I've had survival books around since I was a kid but have never done anything about it.
My wife wanted somewhere to grow veg. and I wanted space to experiment so after 2 years looking, we ended up in the sticks more than 50 miles from our previous South Wales city home. It was my intention to spend 10-15 years growing an edible woodland (agroforestry system) to counteract climate change effects but looking at the data I've realised we are in for big, sudden changes starting within the next three years, making subsequent famine much more likely. I'm trying to reduce food and energy dependence in a hurry and work out ways of feeding the locals before they eat me...
Used to think survivalists were all gun mad. Heard the term "prepper" on the BBC and found this UK site.
Long-term, a modular agroforestry system.
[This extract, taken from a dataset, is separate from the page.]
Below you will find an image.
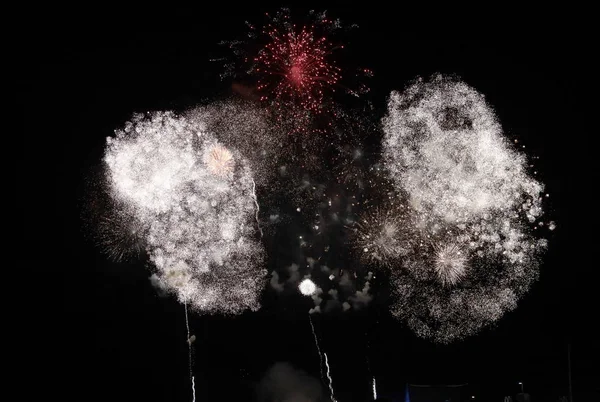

Take a 20m x 20m plot of pasture land, take these 100 types of seed, plant this here, that there.... repeat with the next plot. If we have a standardised edible woodland, we only need to learn where things are in one plot. That's a very simplistic view.
Short-term, want to look into edible algae to produce a lot of survival rations at short notice.
Unfortunately, I still have a day job and am expecting the brown stuff to hit the whirlygig before I retire.
Perhaps you can expand a bit on how you protect your woodland crops?
We have tried planting in our woodland but the local wildlife assumed it to be a buffet. Including the supposedly non edible Hawthorn. I don't want to fit poly tunnels or anything that stands out too much like wire mesh everywhere. What are your methods/plans?
Last edited by Briggs on Thu Jan 02, 2014 10:11 am, edited 1 time in total.
I recently experienced Plymouth City centre so that's why I prep.
Hi! Welcome to the forum - sounds like you've really got a plan there, I look forward to hearing your progress. I'm in a suburban environment for the next few years, after that, we'll see.
Briggs, I'm not sure this is the place to expand this discussion so I've started a new thread under Food, Nutrition and Agriculture called "Fixing Agroforestry". I've noticed other agroforestry/permaculture references elsewhere.
Malthouse - it's based on the PIOMAS annual Arctic sea ice minimum data. A five-year rolling mean appears to give a reasonable fit to a linear trend of net ice loss between the late 1980s and the early 2000s. A kink then occurs and a new, steeper linear trend is followed to the present. The latter period has a better fit to a four-year rolling mean implying that there may be a dominant underlying four-year cycle, but this is supposition.
If the linear trend continues, summer Arctic sea ice will be gone by around 2018 and an extra 10^19 Joules of heat per year will need to be absorbed elsewhere. Increasing areas of clear water will occur before this date (e.g. 2012). Resulting rising Arctic temperatures will probably affect the jet stream leading to blocking patterns producing floods or droughts which will affect harvests. I expect this to start biting in around three years, then progressively worsen.
There are many examples of rising food prices leading to riots in cities, e.g. the Arab Spring. I suspect that severe food shortages will lead to large cities quickly imploding. The lack of essential goods and services from cities (e.g. spare parts, the Internet) will have a further impact on food production.